By Hidehiro Saga / Yomiuri Shimbun Staff Writer
15:00 JST, September 18, 2023
Just seeing the exterior of the building, which looks like a Showa era (1926-1989) penny candy shop, is nostalgic. Musashinoen, a fishing park, has been in operation for more than 70 years near Wadabori Park in Suginami Ward, Tokyo.
“I like this old-fashioned atmosphere,” the third-generation owner Daisuke Aoki, 56, said. “New stuff doesn’t fit here.”
The entrance is lined with autographs of celebrities who’ve visited for filming TV shows or on their own time. There are also the handprints of sumo yokozuna brothers Wakanohana and Takanohana. They used to come to the park when they were kids.
Musashinoen currently has four ponds, keeping carp and Japanese crucian carp as well as a “shark” with its huge head sticking out of the water. Musashinoen received the shark sculpture after it had been used for a movie filmed there.
For 30 minutes of fishing time, it costs ¥600 for adults and ¥500 for junior high school students and younger. Visitors get ball-shaped bait on a plate and a fishing rod. “Tips for fishing” listed where the rods are kept include: “Don’t blame fishing equipment for your poor catch.”
The park is crowded with families on weekends, but weekday visitors can fish in peace and quiet. After choosing a spot and sitting on a randomly placed beer crate, I got down to serious fishing. According to Aoki, fish stay relatively high up in the water during the summer and stay in the depths during the winter. The trick is to adjust the bobber’s position and suspend bait off the area where the fish are.
While listening to a chorus of cicadas, I waited for the bobber to move. I had visited Musashinoen before for fun and wowed surrounding visitors by catching a carp.
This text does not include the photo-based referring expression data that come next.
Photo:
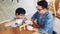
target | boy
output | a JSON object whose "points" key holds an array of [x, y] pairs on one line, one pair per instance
{"points": [[19, 19], [44, 18]]}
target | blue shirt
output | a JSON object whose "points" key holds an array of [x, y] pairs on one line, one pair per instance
{"points": [[45, 22]]}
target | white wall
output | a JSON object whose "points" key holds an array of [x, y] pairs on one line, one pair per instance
{"points": [[7, 8]]}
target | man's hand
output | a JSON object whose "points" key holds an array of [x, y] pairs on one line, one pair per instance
{"points": [[35, 29]]}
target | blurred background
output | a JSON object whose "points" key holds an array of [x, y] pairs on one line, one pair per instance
{"points": [[8, 7]]}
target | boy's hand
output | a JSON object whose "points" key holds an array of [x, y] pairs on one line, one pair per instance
{"points": [[9, 23], [35, 29]]}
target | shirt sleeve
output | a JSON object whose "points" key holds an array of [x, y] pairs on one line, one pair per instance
{"points": [[48, 24], [34, 16]]}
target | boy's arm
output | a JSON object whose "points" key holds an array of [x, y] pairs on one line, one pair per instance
{"points": [[10, 23]]}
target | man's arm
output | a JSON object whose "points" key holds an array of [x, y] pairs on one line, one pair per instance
{"points": [[10, 23]]}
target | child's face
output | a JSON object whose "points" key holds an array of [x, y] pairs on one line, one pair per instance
{"points": [[21, 16]]}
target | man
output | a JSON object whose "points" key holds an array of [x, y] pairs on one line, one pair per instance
{"points": [[44, 18], [19, 18]]}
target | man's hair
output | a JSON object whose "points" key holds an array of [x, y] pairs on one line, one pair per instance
{"points": [[20, 11], [43, 3]]}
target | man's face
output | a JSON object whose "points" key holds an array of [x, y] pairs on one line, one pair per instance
{"points": [[21, 16], [40, 9]]}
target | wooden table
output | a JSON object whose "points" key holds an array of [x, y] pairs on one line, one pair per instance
{"points": [[17, 31]]}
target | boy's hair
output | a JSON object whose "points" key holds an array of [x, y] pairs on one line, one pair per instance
{"points": [[20, 11], [43, 3]]}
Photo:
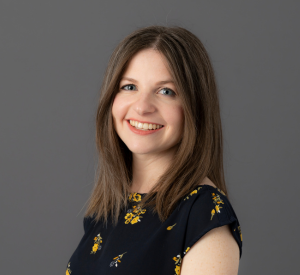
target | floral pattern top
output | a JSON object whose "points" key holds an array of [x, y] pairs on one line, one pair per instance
{"points": [[141, 244]]}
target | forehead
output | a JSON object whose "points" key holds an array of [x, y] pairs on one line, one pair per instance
{"points": [[148, 61]]}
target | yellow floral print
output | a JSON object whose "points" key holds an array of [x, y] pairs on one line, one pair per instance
{"points": [[193, 192], [221, 191], [116, 260], [96, 246], [133, 215], [171, 226], [68, 271], [217, 201], [177, 264]]}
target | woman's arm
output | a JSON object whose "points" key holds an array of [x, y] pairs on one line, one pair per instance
{"points": [[217, 252]]}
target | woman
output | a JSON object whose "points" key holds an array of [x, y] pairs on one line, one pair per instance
{"points": [[160, 204]]}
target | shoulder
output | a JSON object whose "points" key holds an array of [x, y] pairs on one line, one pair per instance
{"points": [[216, 252], [207, 181]]}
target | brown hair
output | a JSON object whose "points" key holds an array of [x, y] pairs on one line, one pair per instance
{"points": [[200, 152]]}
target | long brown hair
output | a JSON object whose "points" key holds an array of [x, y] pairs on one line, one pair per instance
{"points": [[200, 152]]}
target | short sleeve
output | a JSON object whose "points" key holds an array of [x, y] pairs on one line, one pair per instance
{"points": [[209, 209], [87, 223]]}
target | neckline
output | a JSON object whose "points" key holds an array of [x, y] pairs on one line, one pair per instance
{"points": [[193, 189]]}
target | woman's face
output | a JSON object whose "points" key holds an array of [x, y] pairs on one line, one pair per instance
{"points": [[147, 96]]}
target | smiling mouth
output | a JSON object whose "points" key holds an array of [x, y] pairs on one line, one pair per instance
{"points": [[145, 126]]}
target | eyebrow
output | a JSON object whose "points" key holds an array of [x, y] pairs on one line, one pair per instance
{"points": [[160, 82]]}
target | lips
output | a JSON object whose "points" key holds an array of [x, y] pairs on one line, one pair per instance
{"points": [[141, 121], [142, 132]]}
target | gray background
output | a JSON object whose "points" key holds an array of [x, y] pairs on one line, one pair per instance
{"points": [[52, 60]]}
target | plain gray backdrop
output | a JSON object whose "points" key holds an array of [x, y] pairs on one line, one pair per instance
{"points": [[52, 60]]}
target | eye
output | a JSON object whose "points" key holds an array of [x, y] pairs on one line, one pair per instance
{"points": [[128, 85], [168, 91]]}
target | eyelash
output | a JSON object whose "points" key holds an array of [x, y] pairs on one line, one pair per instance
{"points": [[164, 88]]}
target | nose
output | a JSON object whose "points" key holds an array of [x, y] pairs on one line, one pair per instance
{"points": [[144, 103]]}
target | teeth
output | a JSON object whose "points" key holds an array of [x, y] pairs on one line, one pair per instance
{"points": [[144, 126]]}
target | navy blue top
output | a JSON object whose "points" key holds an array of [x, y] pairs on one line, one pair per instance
{"points": [[141, 244]]}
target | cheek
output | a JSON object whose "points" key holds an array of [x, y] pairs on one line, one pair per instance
{"points": [[175, 116], [118, 108]]}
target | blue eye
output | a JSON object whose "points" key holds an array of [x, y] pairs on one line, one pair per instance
{"points": [[128, 86], [163, 89]]}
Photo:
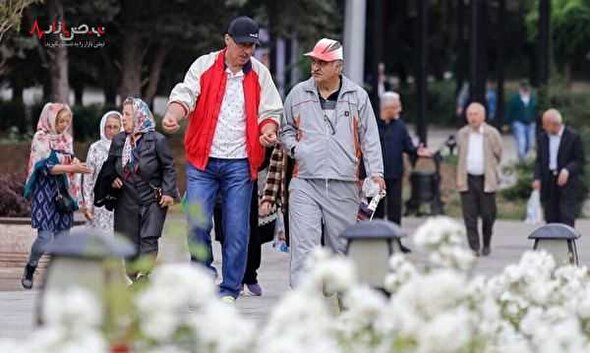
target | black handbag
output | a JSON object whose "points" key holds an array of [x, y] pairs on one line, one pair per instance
{"points": [[63, 201]]}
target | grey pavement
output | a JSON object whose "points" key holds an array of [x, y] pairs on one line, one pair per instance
{"points": [[509, 242]]}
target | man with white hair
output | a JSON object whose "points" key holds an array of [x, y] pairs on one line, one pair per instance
{"points": [[480, 152], [328, 123], [560, 160], [395, 141]]}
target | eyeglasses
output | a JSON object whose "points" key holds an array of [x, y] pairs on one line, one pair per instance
{"points": [[330, 125]]}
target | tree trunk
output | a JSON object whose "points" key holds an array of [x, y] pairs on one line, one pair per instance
{"points": [[155, 72], [567, 74], [58, 59], [131, 62]]}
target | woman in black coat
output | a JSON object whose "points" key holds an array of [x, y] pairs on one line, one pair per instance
{"points": [[145, 174]]}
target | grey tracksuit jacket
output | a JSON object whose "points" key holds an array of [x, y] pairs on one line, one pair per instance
{"points": [[319, 154]]}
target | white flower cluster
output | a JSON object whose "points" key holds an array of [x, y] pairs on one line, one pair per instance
{"points": [[444, 239], [533, 306], [180, 305]]}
Eager to relive that past glory, I pulled the rod but missed despite feeling a strong tug on the line.
A 73-year-old regular who caught a big carp beside me advised, “Keep the rod upright. You won’t catch fish with a slack line.”
I found myself busy with setting bait and changing locations searching for the best spot, totally immersed into fishing like a child. I had a blissful time trying to outwit the fish.
Address: 2-22-3 Omiya, Suginami Ward, Tokyo
Access: A 15-minute walk from Nishi-Eifuku Station on the Keio Inokashira Line.
Memo: Open 9 a.m. to 5 p.m. (6 p.m. on Saturdays, Sundays and holidays). Cafeteria opens at 10 a.m. Closed Tuesdays and Thursdays.